She's often considered buying a new suite or even having the present one reupholstered but has held back from taking the leap. In many ways, the creature comfort side of her actually likes the way the cushions have adapted to her body by moulding out a snug dent for her to lounge in and provide a place where she belongs.
She leans over to grab the large, red bag of Malteesers poking out from under the pile of discarded sweet wrappers cluttering up the coffee table. Bent forward, she can't avoid noticing her stomach hanging over the elasticated waistband of her pyjama bottoms. It has caught in the folds of her t-shirt and is a reminder of how she's definitely lost the hourglass figure that used to regularly attract wolf whistles and comments as she walked down the street.
She's fully aware that another Malteeser, or rather another bag of Malteesers as is regularly the case, won't make her feel any better in the long run as 'the honeycomb middle that weighs so little' will eventually show up on the scales. Pushing these thoughts to the back of her mind she pops one of the slightly melting balls into her mouth and crunches into its crispy centre. The sweet burning sensation as it melts onto her tongue and clogs in between her teeth is about as gratifying as things get in her life nowadays.
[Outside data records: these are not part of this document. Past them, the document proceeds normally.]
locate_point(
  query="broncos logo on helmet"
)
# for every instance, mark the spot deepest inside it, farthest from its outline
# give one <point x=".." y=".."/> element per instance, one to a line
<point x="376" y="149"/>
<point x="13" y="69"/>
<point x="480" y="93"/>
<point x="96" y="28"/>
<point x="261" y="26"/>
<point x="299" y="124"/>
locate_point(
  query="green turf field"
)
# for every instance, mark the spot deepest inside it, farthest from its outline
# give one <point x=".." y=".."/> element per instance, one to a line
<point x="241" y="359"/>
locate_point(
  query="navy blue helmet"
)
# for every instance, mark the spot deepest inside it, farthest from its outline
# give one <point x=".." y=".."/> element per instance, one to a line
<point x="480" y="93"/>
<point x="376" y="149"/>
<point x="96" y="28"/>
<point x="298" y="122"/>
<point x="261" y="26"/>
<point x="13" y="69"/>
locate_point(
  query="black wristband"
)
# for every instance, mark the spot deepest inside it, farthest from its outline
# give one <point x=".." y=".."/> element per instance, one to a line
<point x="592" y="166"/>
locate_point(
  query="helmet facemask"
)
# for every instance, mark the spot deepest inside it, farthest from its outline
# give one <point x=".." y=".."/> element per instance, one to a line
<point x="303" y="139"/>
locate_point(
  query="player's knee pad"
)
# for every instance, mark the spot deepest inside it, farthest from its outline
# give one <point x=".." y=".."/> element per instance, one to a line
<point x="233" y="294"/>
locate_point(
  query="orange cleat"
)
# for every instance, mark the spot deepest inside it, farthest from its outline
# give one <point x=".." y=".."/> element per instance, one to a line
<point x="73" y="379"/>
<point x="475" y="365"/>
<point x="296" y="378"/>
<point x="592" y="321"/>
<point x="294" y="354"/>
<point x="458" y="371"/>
Grabbing the TV remote control balanced on the armrest she flicks through the channels and stops on the late night shopping programme that occupies the graveyard slot on Living TV. The period after Jerry Springer reruns have finally run out of steam for the night and before the next daily shows start. She's in no rush to get to bed and has decided to get up late tomorrow making the most of her day off, the first weekday she's had off in months. She originally booked it as holiday so she could do a bit of shopping and get her gym membership renewed. However, over the couple of months she's been waiting for the day to come she started to question whether is was a waste of £120 as she's very likely to repeat the previous two years pattern of only attending a few workouts at the beginning of the year and then spend the following eleven months feeling guilty about not making better use of it. After many evenings trying to figure out the best way to spend her free day she finally decided that saving the money, having a lie-in, and watching some trash TV shows the night before seemed more appealing.
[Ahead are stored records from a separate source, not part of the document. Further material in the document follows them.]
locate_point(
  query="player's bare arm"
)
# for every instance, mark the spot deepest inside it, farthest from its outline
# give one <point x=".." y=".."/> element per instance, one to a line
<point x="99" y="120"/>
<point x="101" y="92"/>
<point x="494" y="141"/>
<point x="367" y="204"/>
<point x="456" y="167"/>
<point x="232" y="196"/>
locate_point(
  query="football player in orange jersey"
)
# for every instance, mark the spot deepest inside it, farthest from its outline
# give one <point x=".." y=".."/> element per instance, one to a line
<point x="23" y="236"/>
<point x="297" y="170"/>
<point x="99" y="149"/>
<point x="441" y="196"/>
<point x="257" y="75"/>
The presenter is sitting in a cheap looking studio with a fake window, a Yukka on a plant stand, and a few bar bells over to one side in an unconvincing attempt to make it look like a home gym. She is standing next to a very slim woman lying on an exercise mat wearing a pair of three-quarter length black leggings and a tight vest that cuts off just above her stomach, conveniently showing off a very developed set of abs. Lisa takes a quick look down at her bulging stomach again comparing it to the presenter and her assistant. She decides that both of them are far too perky, energetic, and enthusiastic than seems bearable or even appropriate at 4.15am. She wonders if she was living in LA like the two Barbie styled figures on the screen whether she would be likely to sport their ultra bleached hair, super-tans and Hollywood smiles. More importantly would her figure look like theirs. Probably not.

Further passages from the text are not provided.